Compared with commonly used proteases such as trypsin or Asp-N, protease XIII showed low specificity (). Non-specific cleavage is essential for the production of a substantial number of overlapping peptides, which is critical for obtaining good sequence coverage. As there is no LC separation, the vast number of peptides generated during the digestion may lead to a crowded spectrum, which makes the isolation of precursor ions a challenging task. Therefore, it is essential to combine the TriVersa NanoMate® with high-resolution mass spectrometry for confident peptide identification from crowded spectra when using this technique. For example, in , in the first 2 min, a + 4 charge state peptide CASIQKFGERALKAWSVAR was the base peak in the expanded m/z range. Two minutes later, a + 3 charge state peptide VEVSRSLGKVGTRCC appeared just next to the peptide CASIQKFGERALKAWSVAR. The m/z values of these two peptides are very similar. With a standard precursor isolation width, these two peptides would be co-isolated, and thus a mixed higher collision energy dissociation (HCD) MS/MS spectrum could be generated. We were initially concerned about the possibility of a mixed spectrum interfering with peptide identification. However, during the experiment, we found that usually the mass spectrometer was able to isolate the precursor while its vicinity is relatively free of contaminant ions. Using the same example presented in , when the digestion continued from 4 to 6 minutes, the +4 charge state peptide CASIQKFGERALKAWSVAR was almost fully digested and the +3 charge state peptide VEVSRSLGKVGTRCC became the base peak. Thus, the +3 charge state peptide can be isolated with high purity, generating a clean MS/MS spectrum for the peptide identification.
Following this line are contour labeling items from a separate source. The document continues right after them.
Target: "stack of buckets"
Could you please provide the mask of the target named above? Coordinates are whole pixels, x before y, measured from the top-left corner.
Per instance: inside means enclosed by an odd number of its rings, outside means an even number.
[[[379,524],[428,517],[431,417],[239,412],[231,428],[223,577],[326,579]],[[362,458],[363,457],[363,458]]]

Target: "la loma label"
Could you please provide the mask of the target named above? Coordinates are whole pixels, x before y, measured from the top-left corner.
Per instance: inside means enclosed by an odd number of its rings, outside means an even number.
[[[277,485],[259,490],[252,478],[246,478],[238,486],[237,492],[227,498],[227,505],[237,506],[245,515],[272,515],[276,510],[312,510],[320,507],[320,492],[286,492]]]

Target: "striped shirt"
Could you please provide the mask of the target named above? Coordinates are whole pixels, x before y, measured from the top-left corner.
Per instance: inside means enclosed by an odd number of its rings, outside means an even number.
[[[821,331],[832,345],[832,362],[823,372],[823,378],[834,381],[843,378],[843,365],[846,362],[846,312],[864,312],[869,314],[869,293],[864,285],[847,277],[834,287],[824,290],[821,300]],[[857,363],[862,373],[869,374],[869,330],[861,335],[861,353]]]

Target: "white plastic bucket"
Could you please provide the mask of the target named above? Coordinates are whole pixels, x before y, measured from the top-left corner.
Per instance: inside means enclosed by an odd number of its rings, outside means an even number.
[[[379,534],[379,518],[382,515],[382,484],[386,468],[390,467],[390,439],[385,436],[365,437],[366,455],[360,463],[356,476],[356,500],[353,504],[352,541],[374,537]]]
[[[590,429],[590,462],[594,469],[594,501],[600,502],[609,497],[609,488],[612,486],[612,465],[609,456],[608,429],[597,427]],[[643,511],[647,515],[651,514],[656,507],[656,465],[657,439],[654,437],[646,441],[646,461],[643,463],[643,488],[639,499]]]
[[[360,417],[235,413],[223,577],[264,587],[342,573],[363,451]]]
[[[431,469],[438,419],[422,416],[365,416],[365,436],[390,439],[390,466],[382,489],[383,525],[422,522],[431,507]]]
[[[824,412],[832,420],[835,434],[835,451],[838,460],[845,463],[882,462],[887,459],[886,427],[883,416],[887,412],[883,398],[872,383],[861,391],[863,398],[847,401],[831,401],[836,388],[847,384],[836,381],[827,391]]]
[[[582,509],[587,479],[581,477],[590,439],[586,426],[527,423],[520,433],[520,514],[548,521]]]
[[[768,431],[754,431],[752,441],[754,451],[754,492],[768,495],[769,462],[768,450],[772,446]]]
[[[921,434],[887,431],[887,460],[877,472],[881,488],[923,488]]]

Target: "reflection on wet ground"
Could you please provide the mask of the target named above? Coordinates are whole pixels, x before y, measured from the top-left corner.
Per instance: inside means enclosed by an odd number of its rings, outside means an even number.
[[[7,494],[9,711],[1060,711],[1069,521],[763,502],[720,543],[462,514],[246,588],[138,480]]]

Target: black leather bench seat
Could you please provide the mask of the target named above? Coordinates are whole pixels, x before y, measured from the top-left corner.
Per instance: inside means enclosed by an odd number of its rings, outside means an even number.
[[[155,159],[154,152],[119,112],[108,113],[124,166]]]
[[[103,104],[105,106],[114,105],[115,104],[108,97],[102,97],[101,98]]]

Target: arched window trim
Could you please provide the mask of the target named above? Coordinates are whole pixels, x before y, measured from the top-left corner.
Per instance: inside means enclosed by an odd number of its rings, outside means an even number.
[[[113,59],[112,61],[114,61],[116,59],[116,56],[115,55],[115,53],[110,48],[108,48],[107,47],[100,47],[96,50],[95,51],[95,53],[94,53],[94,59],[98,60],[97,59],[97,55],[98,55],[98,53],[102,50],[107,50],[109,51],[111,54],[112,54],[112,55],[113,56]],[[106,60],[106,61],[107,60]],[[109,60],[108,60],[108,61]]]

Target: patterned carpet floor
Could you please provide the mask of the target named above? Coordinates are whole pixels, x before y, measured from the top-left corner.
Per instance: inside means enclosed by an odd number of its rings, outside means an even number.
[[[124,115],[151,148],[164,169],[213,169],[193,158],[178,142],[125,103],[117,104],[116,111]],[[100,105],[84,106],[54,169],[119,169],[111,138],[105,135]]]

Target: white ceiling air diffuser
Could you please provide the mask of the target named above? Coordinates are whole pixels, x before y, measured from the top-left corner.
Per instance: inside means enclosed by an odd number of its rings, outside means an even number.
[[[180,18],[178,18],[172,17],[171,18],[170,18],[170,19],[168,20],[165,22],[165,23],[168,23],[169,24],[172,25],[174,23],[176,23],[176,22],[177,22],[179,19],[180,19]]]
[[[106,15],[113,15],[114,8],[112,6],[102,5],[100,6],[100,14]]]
To obtain the best results from our FPS method, the E/S ratio for the protease XIII digestion must be optimized. Future work may be directed to investigating the relationship between the physical and chemical properties of the protein and the optimized E/S ratio. As recombinant monoclonal antibodies contain substantially conserved conformation and amino acid sequence, the optimized E/S ratios of 1:5 in our work on mouse IgG1 MOPC21 and humanized IgG1 NISTmAb, respectively, could be used to guide the sequencing of other IgG molecules using the FPS method. Besides E/S ratio, pH and temperature can also alter the digestion rate by affecting the enzymatic activity. In our experiments, the digestion/electrospray buffer was 0.1% formic acid in Milli-Q water, and the digestion occurred on the infusion tip, which was engaged to the spray nozzle. The nozzle is a few millimeters away from the mass spectrometer ion transfer tube, which was heated at 350°C. It has been reported by several groups that an optimized digestion condition for protease XIII after a hydrogen/deuterium exchange experiment was pH 2.3–2.5 at 0°C for 2 min, which shows that protease XIII has a high tolerance for pH and can still be active at a pH as low as 2–3.Citation23,Citation27 Although protease XIII is generally categorized as a non-specific protease, we showed that this enzyme prefers to cleave on the C-terminal side of basic amino acids and, interestingly, leucine amino acid residue (). This facilitates the generation of peptides that may become highly charged under positive ESI mode, enhancing ionization efficiency and benefiting the following MS/MS fragmentation.Citation23,Citation27 This also provides a protease-specificity-based approach for the distinction of leucine from isoleucine in protein de novo sequencing.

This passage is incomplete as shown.